Hozier incorporates blues, rock and folk, while also maintaining the raw, dark feel that we got out of the first single. To contrast that, the track “Someone New” is fun and playful, while “In a Week” featuring Karen Cowley — who is also amazing — is soft and sleepy.
For a first album, Hozier delivered fifteen tracks proving his versatility as both a guitarist and a vocalist.

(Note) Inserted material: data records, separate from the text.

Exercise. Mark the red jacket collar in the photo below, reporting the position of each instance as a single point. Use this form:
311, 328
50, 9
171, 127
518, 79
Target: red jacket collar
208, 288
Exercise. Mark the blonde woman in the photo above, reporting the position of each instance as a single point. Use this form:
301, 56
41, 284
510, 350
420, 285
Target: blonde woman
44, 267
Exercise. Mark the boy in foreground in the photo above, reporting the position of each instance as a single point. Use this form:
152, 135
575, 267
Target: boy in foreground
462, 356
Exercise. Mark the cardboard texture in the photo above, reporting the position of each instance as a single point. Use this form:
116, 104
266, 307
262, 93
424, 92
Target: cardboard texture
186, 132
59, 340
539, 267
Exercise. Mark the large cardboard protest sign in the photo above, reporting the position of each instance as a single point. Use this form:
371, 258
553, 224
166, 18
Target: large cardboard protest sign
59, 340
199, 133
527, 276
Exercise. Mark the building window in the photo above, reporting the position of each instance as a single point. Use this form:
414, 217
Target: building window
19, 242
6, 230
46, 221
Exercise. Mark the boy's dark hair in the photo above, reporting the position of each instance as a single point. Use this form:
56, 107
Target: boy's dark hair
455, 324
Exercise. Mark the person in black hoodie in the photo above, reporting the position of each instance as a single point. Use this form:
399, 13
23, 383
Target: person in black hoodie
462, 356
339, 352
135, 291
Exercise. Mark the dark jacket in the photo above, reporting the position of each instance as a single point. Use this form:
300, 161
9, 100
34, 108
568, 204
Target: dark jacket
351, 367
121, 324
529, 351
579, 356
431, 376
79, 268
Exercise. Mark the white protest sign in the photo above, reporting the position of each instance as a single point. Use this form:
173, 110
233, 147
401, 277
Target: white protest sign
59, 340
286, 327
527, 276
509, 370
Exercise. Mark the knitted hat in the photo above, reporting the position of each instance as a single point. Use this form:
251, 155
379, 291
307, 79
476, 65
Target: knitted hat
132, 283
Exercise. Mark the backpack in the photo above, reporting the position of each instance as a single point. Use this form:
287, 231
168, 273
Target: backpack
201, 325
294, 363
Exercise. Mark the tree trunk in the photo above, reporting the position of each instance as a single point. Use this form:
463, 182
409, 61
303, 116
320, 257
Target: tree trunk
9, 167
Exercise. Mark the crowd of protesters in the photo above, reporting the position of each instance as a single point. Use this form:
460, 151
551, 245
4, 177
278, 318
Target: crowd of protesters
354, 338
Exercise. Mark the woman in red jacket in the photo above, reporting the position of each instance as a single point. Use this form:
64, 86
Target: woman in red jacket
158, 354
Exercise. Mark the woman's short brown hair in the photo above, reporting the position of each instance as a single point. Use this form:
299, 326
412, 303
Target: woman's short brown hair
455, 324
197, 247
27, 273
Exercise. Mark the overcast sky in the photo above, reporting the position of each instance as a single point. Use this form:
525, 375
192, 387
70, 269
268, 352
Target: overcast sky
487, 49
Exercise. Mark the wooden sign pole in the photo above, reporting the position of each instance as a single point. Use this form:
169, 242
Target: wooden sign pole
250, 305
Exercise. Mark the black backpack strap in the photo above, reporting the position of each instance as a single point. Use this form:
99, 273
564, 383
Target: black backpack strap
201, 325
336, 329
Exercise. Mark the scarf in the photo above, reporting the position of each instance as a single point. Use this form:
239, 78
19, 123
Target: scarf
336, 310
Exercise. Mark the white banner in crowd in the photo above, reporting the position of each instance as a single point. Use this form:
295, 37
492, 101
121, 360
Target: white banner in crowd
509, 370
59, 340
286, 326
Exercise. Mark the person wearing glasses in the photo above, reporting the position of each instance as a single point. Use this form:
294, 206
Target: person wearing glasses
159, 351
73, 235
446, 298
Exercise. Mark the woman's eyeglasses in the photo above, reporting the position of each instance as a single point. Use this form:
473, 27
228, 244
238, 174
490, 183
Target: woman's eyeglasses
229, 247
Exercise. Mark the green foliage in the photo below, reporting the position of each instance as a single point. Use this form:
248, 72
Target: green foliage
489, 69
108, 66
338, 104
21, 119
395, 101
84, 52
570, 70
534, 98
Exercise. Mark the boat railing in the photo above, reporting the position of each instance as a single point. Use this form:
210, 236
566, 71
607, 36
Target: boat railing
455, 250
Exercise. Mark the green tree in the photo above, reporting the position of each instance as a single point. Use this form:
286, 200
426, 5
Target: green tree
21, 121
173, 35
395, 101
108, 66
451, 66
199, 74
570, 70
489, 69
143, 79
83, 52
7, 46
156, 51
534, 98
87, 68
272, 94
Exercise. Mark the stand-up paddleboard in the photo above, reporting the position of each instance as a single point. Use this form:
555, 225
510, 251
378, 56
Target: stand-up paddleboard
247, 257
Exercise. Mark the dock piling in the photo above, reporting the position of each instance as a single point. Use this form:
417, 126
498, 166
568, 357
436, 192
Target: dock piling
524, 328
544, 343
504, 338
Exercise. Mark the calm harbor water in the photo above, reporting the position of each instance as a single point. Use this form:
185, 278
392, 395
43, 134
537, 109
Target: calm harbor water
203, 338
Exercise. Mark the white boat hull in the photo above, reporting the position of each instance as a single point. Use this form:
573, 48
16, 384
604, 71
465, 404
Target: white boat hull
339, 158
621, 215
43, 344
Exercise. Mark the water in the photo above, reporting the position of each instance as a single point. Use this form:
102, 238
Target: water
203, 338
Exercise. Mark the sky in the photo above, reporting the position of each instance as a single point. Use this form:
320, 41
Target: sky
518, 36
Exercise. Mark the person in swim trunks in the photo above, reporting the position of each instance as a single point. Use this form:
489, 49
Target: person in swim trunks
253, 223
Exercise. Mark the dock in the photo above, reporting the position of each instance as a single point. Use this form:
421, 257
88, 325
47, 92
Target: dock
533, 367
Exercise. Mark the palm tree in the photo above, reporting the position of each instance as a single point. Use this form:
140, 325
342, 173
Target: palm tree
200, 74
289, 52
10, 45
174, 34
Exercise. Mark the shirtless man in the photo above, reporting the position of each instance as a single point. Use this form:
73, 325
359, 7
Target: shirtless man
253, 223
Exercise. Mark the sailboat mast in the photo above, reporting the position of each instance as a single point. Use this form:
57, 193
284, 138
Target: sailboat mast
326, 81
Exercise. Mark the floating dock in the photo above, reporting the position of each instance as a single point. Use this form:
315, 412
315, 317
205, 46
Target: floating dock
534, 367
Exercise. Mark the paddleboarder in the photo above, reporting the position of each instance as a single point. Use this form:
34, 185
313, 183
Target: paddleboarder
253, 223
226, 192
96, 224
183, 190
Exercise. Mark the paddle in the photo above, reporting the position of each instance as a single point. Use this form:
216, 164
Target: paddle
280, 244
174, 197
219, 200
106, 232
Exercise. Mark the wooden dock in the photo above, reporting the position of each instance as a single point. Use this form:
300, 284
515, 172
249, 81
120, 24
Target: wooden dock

I’ve always been into soft rock and I find I’m drawn to it way more around midterm season when I can pair my music with study notes and a latte. –Bethany Bowles
Keep your Friends Close — Dylan Owen
This release dates back to 2012, when rapper Dylan Owen was, much like myself, going through the grind of post-secondary schooling.
It’s a relatable collection of songs for me because he charts out the side of university life that didn’t come with the admissions letter. Nobody tells you that while you’re struggling to keep up with lectures, midterms and extracurriculars, it’s your personal life that can really leave you out of breath sometimes. Owen touches on the challenges of trying our best when it comes to friendships and relationships, even when everything doesn’t quite fall into place sometimes.

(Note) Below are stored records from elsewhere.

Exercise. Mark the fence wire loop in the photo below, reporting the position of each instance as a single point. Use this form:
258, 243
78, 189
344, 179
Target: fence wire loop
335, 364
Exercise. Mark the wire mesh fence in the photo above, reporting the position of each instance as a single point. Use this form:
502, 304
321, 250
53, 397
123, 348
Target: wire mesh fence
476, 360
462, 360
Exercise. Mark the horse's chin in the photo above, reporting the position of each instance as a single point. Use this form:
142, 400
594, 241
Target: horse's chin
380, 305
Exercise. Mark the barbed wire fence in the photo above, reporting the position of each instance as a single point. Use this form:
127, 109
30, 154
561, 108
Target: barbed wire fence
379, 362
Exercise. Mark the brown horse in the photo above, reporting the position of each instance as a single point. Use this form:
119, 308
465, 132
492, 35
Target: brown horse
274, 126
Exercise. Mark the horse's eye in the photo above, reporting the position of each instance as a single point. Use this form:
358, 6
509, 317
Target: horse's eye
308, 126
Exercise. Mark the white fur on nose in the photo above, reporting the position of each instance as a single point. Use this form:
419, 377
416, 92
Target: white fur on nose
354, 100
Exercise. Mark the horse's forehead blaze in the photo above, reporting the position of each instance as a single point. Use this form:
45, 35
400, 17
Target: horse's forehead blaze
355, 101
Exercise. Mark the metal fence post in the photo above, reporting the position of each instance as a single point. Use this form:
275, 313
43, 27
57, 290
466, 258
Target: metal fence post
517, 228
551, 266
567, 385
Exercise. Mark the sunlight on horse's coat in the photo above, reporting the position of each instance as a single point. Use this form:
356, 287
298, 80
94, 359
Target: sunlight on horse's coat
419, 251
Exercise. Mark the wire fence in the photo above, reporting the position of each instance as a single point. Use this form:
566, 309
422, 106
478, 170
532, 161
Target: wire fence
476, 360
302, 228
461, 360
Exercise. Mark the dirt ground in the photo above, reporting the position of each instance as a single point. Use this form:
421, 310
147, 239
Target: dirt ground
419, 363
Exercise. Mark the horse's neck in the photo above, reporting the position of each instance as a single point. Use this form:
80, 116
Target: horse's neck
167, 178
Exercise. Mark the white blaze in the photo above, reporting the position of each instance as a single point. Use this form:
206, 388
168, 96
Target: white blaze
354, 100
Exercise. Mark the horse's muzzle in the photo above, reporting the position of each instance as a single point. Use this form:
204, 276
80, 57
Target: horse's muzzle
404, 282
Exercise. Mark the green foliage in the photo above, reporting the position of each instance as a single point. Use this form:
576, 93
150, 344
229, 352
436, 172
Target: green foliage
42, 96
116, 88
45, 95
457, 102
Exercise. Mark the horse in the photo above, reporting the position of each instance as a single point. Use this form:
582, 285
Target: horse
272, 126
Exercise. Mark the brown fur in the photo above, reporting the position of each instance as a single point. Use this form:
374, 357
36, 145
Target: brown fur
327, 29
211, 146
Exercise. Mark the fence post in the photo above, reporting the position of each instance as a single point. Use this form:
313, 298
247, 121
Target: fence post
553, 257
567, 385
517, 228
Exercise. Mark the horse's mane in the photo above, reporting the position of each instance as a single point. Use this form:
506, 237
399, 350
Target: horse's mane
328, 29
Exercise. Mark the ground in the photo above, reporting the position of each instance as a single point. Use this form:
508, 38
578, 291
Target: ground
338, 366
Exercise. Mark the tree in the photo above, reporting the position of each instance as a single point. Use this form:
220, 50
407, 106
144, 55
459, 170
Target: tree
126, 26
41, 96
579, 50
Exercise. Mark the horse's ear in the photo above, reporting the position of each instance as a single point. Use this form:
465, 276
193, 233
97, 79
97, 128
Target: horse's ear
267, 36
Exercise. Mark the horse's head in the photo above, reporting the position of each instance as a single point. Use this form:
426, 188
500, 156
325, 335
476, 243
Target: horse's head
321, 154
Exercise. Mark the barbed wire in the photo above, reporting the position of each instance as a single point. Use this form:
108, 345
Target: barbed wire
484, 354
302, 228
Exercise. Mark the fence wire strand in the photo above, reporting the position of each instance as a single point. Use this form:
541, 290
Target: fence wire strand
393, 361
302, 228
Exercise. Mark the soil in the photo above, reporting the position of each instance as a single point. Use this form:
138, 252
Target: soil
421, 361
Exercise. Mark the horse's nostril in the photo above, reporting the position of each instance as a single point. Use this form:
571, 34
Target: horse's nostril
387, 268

With subtle production that will strike you as a little melancholic at times, lyrics in songs like “Ghosts” and “Lonely Mexico” have Owen, like a lot of us, confronting past regrets as he looks ahead on university life. I couldn’t ask for more from my sound track to the fall 2014 semester.
I Can Hear the Heart Beating as One — Yo La Tengo
Yo La Tengo strikes a perfect balance of elation and sedation on their eighth studio album. Fuzzed-out jams like “Sugarcube” and “Little Honda” are fit for a night time joyride, while tranquil cuts like “Shadows and Damage” make for the ideal backdrop to a night in with that special someone. It’s a make out album unlike any other. At the middle is “Autumn Sweater,” a soft ballad of romance and insecurity, but with certain warmth that draws in the listener. It’s a cozy song, just like your favorite fall sweater. If stargazing or reassessing your life at 3 a.m. is among your favourite pastimes, look no further than “Green Arrow.” The lulling guitar duet will swoon you to sleep or sadness — it really depends on the context. The record ends off with the adorable “My Little Corner of the World,” a song that recalls the longing for simplicity in love and a true embodiment of the album. So wherever your autumn nights may take you, I Can Hear won’t have any trouble keeping up.
Vibes — Theophilus London
Coming straight out of Brooklyn, Theophilus London is back from his small hiatus with a full-length album, executivly produced by none other than Kanye West. The coolest thing about this album is the songs all follow a certain vibe, as explained in the LP’s title. Even though most people would categorize London as a rapper, he isn’t exactly rapper almighty on this one. He mixes in some soft melodies and infectious hooks making it a much better project than anything he’s done previously.
Despite its cohesive vibes, this LP has a little something for everyone. High tempo electro cuts like “Tribe” and “Heartbreaker” make the album seem like it could be played in BETA on Saturday while more rap-esque tracks like “Can’t Stop” and “Do Girls” would be Phil’s Wednesday material. Rest assured that after listening to this album, you will catch some serious vibes.